At first thought, some people think that having low insulin levels all day every day is the way to lose fat. But unless your idea of exercise is mall walking, you need a more intelligent strategy.

Even if you couldn't care less about gaining muscle mass, it's still important to initiate some insulin secretion post-workout. This will stop the training-induced catabolism as well as shuttle glucose and amino acids into the muscle cells. Otherwise you'll find yourself losing valuable muscle and therefore hampering the metabolic machinery that burns fat!

You don't want to look skinny-fat, do you? Well, that's exactly what you'll look like unless you routinely give your muscles much-needed carbs.
I Want to Gain Muscle and Lose Fat!

Now here's a goal everyone can relate to: gaining muscle and losing fat.

Sadly, most of us believed others when they told us that it wasn't possible to gain lean muscle while losing body fat. Conventional wisdom still says that one must alternate between "bulking" and "cutting" cycles to achieve more muscle mass with less body fat. But this so-called wisdom isn't so wise after all.

When blood glucose is high, insulin is secreted and glucose is stored in muscle glycogen or liver glycogen. When blood glucose is low, insulin secretion is diminished and fat becomes the body's primary fuel source.

Insulin is like a switch that controls from moment to moment whether we're burning fat or building muscle. It doesn't take a whole day for this change to occur. In fact, it only takes minutes!

What this means is that you can plan your day to have periods of time focused on building muscle and periods of time focused on burning fat. And you can manipulate the length of these periods to alter the rate at which you gain muscle and lose fat.

Want to gain muscle faster? Increase the amount of insulin you secrete. This is especially beneficial to do immediately after resistance training for many reasons, one of which is because insulin will not convert glucose to fat if it can first store it as glycogen. And after an intense weight-training session, both muscle and liver glycogen are depleted and ready to soak up serious glucose. So, don't be shy with the carbs at this time.

For even faster muscle gain you should also boost insulin levels another time or two throughout the day. You could accomplish this with a couple more carb-containing meals. You could either have one of these prior to training and one after, or both after training (and after your post-workout drink).
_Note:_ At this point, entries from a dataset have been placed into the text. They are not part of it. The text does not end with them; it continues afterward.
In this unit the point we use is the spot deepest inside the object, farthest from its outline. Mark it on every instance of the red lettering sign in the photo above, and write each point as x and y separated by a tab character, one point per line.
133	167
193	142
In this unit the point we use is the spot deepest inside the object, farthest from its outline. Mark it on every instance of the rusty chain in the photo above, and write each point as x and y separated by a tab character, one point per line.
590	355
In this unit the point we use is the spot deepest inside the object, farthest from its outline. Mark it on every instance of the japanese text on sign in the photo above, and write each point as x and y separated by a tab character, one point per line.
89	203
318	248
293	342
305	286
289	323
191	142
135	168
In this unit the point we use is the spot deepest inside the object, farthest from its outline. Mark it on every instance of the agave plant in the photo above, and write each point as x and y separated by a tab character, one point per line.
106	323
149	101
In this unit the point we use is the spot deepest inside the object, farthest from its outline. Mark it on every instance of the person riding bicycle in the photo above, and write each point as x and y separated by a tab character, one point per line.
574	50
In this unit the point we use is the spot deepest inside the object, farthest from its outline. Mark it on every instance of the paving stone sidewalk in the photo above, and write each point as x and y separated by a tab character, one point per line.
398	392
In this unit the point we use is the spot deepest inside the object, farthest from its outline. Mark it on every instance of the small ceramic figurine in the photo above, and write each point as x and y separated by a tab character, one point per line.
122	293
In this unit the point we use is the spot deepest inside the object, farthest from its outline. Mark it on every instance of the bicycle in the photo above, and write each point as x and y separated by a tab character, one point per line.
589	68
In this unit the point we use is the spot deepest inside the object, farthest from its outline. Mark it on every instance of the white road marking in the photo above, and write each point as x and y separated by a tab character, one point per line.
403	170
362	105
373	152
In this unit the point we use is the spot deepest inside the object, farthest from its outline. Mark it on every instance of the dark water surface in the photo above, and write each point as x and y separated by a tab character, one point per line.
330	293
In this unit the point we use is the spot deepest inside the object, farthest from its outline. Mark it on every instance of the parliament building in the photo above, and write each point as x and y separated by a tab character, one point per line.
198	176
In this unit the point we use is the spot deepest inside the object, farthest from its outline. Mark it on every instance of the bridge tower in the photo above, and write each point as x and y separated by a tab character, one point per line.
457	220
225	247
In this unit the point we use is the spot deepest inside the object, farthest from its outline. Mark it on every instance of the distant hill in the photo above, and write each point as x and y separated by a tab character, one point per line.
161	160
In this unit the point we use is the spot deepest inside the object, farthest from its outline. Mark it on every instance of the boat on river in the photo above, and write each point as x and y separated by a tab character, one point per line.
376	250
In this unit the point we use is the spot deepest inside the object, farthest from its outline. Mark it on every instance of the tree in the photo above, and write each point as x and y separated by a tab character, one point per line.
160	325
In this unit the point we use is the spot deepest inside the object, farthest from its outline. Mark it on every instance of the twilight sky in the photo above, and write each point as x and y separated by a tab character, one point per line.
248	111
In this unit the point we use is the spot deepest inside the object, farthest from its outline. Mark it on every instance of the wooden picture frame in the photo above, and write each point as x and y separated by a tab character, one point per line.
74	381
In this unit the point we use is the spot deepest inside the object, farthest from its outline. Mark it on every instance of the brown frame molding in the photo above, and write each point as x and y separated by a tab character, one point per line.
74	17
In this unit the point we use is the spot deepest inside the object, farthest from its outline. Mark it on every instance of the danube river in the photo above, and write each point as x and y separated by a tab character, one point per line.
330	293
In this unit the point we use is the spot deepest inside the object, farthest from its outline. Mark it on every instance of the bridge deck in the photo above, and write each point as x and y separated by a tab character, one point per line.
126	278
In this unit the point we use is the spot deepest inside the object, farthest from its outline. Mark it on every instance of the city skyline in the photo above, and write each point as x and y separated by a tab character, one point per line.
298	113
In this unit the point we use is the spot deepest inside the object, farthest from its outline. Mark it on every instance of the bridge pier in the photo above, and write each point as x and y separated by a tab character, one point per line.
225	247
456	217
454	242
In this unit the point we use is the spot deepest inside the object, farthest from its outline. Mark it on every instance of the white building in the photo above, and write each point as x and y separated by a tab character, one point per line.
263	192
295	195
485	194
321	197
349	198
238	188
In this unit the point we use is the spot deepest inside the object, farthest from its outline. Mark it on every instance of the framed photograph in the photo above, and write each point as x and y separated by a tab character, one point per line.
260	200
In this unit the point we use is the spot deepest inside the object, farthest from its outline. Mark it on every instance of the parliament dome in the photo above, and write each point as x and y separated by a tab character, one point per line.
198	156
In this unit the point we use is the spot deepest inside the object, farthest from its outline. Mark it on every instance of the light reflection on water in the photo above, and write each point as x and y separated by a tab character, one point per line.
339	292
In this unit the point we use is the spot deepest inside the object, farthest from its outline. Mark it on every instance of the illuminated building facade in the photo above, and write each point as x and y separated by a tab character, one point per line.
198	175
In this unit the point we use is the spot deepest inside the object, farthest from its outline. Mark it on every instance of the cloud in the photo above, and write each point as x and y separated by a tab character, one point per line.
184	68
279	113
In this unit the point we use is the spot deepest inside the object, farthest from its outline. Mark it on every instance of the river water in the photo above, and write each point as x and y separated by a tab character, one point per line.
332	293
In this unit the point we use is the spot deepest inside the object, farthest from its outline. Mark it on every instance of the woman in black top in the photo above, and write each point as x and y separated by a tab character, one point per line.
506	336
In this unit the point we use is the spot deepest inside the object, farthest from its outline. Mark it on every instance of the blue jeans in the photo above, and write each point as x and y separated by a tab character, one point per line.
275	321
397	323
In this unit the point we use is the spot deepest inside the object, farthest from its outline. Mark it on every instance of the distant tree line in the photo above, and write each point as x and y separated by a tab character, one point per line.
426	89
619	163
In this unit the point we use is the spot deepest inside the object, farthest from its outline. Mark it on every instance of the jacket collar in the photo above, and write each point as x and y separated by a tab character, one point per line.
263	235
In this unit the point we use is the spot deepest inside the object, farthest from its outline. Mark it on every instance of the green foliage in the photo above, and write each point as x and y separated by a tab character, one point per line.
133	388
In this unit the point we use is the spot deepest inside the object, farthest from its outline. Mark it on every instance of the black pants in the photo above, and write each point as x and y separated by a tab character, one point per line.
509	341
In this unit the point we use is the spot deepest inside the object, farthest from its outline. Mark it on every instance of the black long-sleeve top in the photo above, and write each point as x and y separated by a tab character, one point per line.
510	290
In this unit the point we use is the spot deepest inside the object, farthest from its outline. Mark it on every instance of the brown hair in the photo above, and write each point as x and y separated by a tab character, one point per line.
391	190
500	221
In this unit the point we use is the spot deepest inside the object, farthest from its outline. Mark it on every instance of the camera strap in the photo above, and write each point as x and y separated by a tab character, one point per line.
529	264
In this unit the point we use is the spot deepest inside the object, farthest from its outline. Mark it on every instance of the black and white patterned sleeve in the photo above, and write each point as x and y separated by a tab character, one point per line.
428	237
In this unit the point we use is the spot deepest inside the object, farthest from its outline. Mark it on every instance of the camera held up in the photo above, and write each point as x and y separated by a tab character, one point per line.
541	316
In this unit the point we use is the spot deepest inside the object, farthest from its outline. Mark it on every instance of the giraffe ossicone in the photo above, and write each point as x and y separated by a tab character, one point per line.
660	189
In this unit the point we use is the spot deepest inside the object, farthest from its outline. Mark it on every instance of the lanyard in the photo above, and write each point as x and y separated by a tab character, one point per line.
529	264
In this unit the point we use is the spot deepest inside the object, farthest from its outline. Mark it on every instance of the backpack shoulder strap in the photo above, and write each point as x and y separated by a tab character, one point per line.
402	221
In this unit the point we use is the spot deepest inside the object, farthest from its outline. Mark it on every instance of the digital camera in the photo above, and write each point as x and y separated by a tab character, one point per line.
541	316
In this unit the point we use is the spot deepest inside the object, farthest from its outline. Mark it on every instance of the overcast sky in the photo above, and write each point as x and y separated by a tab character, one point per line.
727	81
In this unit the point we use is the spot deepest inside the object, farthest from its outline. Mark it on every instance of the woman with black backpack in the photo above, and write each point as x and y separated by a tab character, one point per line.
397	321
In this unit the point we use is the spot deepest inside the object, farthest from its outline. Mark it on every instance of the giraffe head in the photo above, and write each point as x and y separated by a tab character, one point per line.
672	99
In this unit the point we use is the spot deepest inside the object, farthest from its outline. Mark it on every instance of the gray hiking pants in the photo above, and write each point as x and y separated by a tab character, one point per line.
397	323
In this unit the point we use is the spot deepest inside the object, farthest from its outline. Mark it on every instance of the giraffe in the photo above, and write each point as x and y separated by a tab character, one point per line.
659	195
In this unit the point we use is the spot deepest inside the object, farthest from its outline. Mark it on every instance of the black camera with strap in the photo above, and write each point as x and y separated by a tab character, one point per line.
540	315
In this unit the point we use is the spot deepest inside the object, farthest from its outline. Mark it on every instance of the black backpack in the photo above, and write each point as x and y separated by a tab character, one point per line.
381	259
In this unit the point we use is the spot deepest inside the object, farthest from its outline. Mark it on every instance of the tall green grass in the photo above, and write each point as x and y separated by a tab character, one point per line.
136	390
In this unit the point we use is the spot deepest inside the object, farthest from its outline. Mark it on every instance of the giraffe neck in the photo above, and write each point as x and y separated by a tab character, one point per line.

Then, in order to cover the fat loss part of this equation, keep insulin levels low during the remainder of the day.

Flip the Switch

Whether you're promoting muscle gain or maximizing fat loss, insulin is the switch you need to learn to flip: "on" for muscle gains, "off" for fat loss.

Whichever you choose, remember that the switch doesn't have to stay flipped up or down for months at a time. Choose to manipulate insulin on a daily basis and you can reap the benefits while avoiding the drawbacks.


----------



## Magnus82 (Jun 18, 2013)

This was really a great article Big John.  Thanks for posting!


----------



## tripletotal (Jun 18, 2013)

Agreed. Well written and informative. Would love to hear your thoughts on exogenous insulin use.


----------



## Big-John (Jun 18, 2013)

tripletotal said:


> Agreed. Well written and informative. Would love to hear your thoughts on exogenous insulin use.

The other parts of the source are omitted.